France has now passed a couple weekends during which its citizens were forced to remain at home. There are already many reports of what this curfew means to people who are alone and live alone, particularly if they are older and generally not in the best of health. Domestic violence, particularly against women, is on the rise. In the media, psychologists are making suggestions to help couples and families survive being cooped up together 24 hours a day. Reports suggest that divorce rates have gone through the roof in regions of China that spent several weeks in strict lockdown. Fitness trainers are giving tips for a daily exercise regime within your own four walls. It is particularly tough on those who are now fearful for their professional futures due to the closure of the cafes, restaurants and shops, and the self-employed, who are also wondering what they are going to live on over the next few months.

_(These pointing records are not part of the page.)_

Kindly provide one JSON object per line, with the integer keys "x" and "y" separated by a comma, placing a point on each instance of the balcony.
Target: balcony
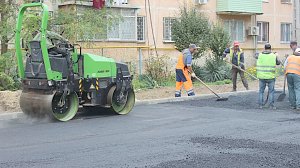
{"x": 109, "y": 3}
{"x": 239, "y": 7}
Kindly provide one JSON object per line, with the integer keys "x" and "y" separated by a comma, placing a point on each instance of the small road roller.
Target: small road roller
{"x": 57, "y": 78}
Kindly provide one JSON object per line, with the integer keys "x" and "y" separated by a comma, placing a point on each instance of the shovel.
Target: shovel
{"x": 282, "y": 95}
{"x": 265, "y": 102}
{"x": 219, "y": 98}
{"x": 242, "y": 70}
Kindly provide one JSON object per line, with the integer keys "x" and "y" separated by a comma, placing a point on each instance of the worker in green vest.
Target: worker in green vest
{"x": 266, "y": 73}
{"x": 236, "y": 58}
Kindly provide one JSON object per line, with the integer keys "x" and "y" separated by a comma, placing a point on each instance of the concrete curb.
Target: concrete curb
{"x": 14, "y": 115}
{"x": 181, "y": 99}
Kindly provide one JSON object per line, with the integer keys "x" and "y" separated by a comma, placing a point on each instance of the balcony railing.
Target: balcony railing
{"x": 89, "y": 2}
{"x": 247, "y": 7}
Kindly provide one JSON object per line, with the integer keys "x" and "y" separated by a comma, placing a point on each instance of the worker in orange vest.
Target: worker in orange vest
{"x": 184, "y": 71}
{"x": 292, "y": 71}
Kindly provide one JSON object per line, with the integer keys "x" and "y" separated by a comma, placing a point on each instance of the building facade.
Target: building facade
{"x": 148, "y": 23}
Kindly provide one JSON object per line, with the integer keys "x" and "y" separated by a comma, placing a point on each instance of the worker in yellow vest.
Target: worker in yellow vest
{"x": 292, "y": 71}
{"x": 237, "y": 58}
{"x": 184, "y": 71}
{"x": 266, "y": 73}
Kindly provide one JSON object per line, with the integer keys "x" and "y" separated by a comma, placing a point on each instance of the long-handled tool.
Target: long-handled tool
{"x": 242, "y": 70}
{"x": 282, "y": 95}
{"x": 265, "y": 102}
{"x": 219, "y": 98}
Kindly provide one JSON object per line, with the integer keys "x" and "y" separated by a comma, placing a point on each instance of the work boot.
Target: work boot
{"x": 177, "y": 95}
{"x": 272, "y": 107}
{"x": 191, "y": 94}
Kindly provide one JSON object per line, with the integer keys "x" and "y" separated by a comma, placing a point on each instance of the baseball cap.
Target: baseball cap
{"x": 293, "y": 43}
{"x": 236, "y": 43}
{"x": 268, "y": 46}
{"x": 193, "y": 46}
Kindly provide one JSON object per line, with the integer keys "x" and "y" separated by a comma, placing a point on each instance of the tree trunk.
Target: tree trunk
{"x": 4, "y": 45}
{"x": 3, "y": 19}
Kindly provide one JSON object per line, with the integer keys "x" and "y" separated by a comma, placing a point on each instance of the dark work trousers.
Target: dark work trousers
{"x": 234, "y": 72}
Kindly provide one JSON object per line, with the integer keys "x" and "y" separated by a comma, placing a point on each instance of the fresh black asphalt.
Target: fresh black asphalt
{"x": 202, "y": 133}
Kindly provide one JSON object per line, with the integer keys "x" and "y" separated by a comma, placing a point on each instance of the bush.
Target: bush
{"x": 191, "y": 27}
{"x": 158, "y": 70}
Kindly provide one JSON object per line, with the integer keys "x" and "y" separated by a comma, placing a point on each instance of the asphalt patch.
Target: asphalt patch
{"x": 244, "y": 101}
{"x": 231, "y": 153}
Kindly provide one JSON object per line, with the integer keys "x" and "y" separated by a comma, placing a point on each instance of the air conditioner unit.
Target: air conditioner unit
{"x": 201, "y": 2}
{"x": 253, "y": 31}
{"x": 116, "y": 2}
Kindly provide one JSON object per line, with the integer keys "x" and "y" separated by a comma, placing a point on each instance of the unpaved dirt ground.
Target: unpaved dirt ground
{"x": 166, "y": 92}
{"x": 9, "y": 100}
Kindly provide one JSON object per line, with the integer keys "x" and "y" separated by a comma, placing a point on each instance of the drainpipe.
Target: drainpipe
{"x": 253, "y": 18}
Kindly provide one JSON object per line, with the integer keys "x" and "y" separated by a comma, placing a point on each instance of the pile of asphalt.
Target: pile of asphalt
{"x": 245, "y": 101}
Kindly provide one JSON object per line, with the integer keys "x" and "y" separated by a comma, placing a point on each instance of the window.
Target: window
{"x": 236, "y": 29}
{"x": 286, "y": 1}
{"x": 263, "y": 31}
{"x": 141, "y": 28}
{"x": 126, "y": 28}
{"x": 168, "y": 21}
{"x": 286, "y": 32}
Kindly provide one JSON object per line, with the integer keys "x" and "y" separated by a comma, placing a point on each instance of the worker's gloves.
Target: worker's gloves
{"x": 193, "y": 75}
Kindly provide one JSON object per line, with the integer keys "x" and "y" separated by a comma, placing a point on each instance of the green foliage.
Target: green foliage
{"x": 157, "y": 69}
{"x": 219, "y": 40}
{"x": 191, "y": 27}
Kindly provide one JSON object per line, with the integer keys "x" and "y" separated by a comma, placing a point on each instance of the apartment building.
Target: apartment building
{"x": 252, "y": 22}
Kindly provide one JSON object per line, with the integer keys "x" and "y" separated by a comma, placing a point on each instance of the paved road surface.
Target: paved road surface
{"x": 202, "y": 133}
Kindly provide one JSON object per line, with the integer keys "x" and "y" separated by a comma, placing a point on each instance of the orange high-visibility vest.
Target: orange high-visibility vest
{"x": 293, "y": 65}
{"x": 180, "y": 62}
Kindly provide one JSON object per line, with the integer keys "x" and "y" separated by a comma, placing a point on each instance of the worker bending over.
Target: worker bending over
{"x": 184, "y": 71}
{"x": 266, "y": 73}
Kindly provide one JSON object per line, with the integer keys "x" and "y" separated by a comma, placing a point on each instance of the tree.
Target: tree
{"x": 191, "y": 27}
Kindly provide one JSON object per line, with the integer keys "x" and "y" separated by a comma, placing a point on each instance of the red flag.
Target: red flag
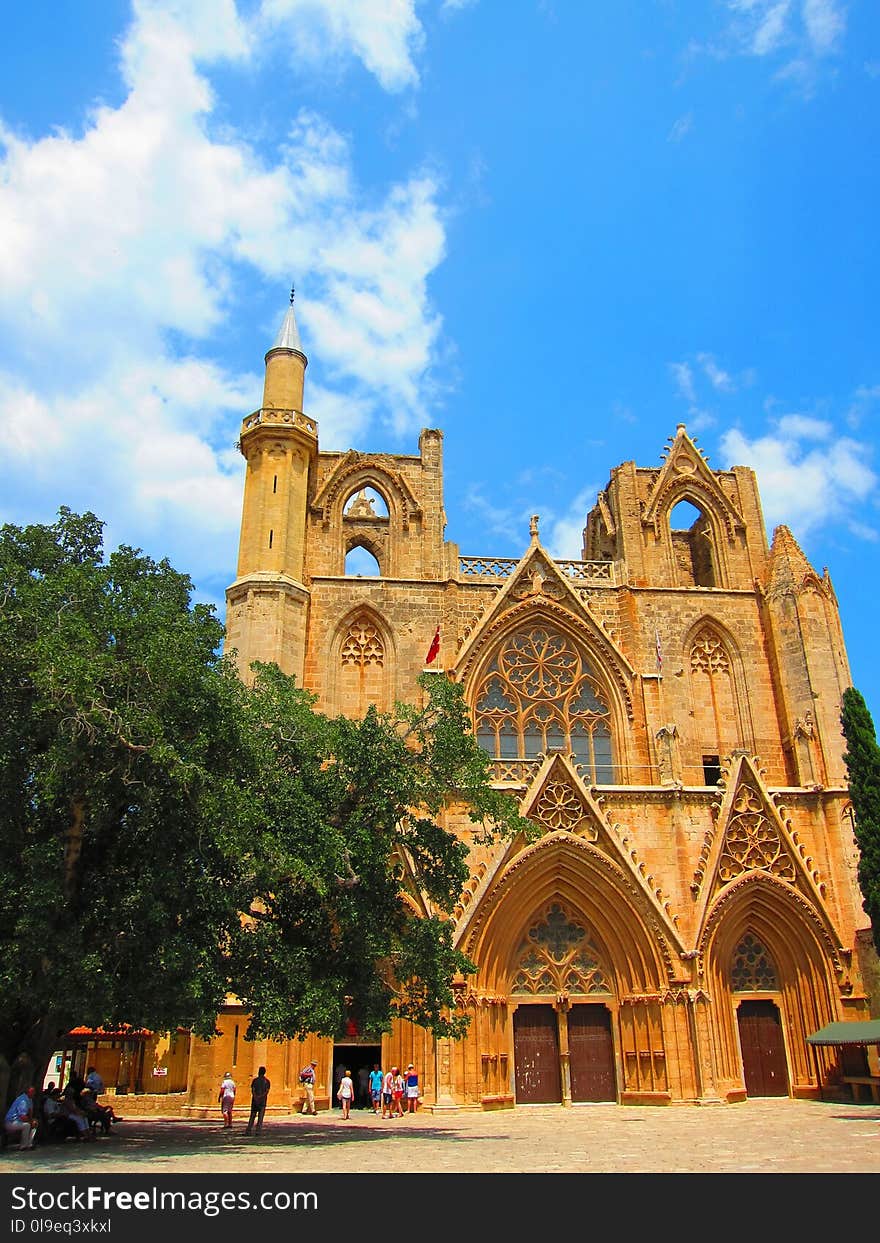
{"x": 434, "y": 648}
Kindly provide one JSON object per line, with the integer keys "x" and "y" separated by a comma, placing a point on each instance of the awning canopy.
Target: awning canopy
{"x": 866, "y": 1032}
{"x": 100, "y": 1033}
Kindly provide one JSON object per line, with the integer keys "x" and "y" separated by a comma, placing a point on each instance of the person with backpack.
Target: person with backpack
{"x": 260, "y": 1087}
{"x": 226, "y": 1099}
{"x": 412, "y": 1080}
{"x": 375, "y": 1078}
{"x": 388, "y": 1093}
{"x": 346, "y": 1094}
{"x": 307, "y": 1082}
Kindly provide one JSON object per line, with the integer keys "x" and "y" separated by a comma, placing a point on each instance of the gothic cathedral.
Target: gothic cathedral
{"x": 666, "y": 709}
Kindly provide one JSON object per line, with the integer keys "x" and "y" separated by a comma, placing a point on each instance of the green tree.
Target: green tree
{"x": 117, "y": 722}
{"x": 169, "y": 834}
{"x": 863, "y": 765}
{"x": 349, "y": 816}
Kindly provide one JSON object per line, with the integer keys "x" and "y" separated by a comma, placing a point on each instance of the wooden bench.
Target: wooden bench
{"x": 869, "y": 1083}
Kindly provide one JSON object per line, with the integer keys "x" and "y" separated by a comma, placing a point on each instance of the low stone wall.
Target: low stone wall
{"x": 146, "y": 1104}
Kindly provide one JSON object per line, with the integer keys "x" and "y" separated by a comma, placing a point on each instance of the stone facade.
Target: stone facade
{"x": 666, "y": 709}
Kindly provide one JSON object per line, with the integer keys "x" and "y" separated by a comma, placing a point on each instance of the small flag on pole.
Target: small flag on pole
{"x": 434, "y": 648}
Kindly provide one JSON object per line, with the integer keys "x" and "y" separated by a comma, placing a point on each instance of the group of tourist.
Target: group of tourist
{"x": 59, "y": 1114}
{"x": 390, "y": 1090}
{"x": 260, "y": 1087}
{"x": 392, "y": 1094}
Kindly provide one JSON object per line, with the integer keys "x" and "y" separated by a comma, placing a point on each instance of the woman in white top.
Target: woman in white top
{"x": 346, "y": 1094}
{"x": 226, "y": 1099}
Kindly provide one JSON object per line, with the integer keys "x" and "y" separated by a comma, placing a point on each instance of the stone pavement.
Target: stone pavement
{"x": 756, "y": 1136}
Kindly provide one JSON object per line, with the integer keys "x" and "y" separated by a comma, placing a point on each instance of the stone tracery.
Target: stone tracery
{"x": 752, "y": 842}
{"x": 558, "y": 955}
{"x": 541, "y": 694}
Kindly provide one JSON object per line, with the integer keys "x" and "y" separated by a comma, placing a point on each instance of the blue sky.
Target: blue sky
{"x": 552, "y": 229}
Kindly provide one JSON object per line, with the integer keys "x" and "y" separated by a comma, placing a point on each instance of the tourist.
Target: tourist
{"x": 346, "y": 1094}
{"x": 387, "y": 1093}
{"x": 398, "y": 1089}
{"x": 260, "y": 1087}
{"x": 412, "y": 1085}
{"x": 95, "y": 1082}
{"x": 20, "y": 1120}
{"x": 375, "y": 1078}
{"x": 307, "y": 1080}
{"x": 226, "y": 1098}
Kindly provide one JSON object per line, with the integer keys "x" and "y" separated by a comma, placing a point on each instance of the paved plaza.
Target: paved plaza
{"x": 756, "y": 1136}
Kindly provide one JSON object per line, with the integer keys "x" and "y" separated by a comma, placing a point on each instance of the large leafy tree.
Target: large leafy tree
{"x": 117, "y": 772}
{"x": 351, "y": 819}
{"x": 169, "y": 834}
{"x": 863, "y": 766}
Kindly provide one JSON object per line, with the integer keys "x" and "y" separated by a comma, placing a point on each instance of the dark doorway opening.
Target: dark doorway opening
{"x": 358, "y": 1059}
{"x": 765, "y": 1069}
{"x": 592, "y": 1053}
{"x": 536, "y": 1055}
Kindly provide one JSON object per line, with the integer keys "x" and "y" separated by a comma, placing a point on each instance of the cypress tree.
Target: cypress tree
{"x": 863, "y": 766}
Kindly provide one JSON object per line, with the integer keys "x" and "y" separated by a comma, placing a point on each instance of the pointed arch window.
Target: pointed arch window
{"x": 714, "y": 695}
{"x": 362, "y": 666}
{"x": 692, "y": 546}
{"x": 753, "y": 970}
{"x": 541, "y": 694}
{"x": 558, "y": 955}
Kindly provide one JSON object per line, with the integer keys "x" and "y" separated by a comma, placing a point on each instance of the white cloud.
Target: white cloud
{"x": 564, "y": 535}
{"x": 681, "y": 127}
{"x": 824, "y": 22}
{"x": 716, "y": 376}
{"x": 684, "y": 379}
{"x": 806, "y": 476}
{"x": 804, "y": 30}
{"x": 384, "y": 34}
{"x": 121, "y": 249}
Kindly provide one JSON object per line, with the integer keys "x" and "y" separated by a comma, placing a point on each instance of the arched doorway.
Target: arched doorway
{"x": 558, "y": 958}
{"x": 765, "y": 1069}
{"x": 591, "y": 1048}
{"x": 536, "y": 1055}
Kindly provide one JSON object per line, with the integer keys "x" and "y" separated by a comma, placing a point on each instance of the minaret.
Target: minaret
{"x": 267, "y": 604}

Very quickly, often inspired by the Italian example, many initiatives have been set up, many of them via social media: there are neighbourhood assistance groups offering to go shopping for people who cannot. Students are giving lessons to schoolchildren who are now stuck at home. Couples are arranging to meet for a drink over Skype – and every evening at 8 pm, the whole country stands at their windows or on their balconies and applauds all those working in the hospitals giving their utmost to help the fast increasing number of the seriously ill under conditions that are growing more extreme every day.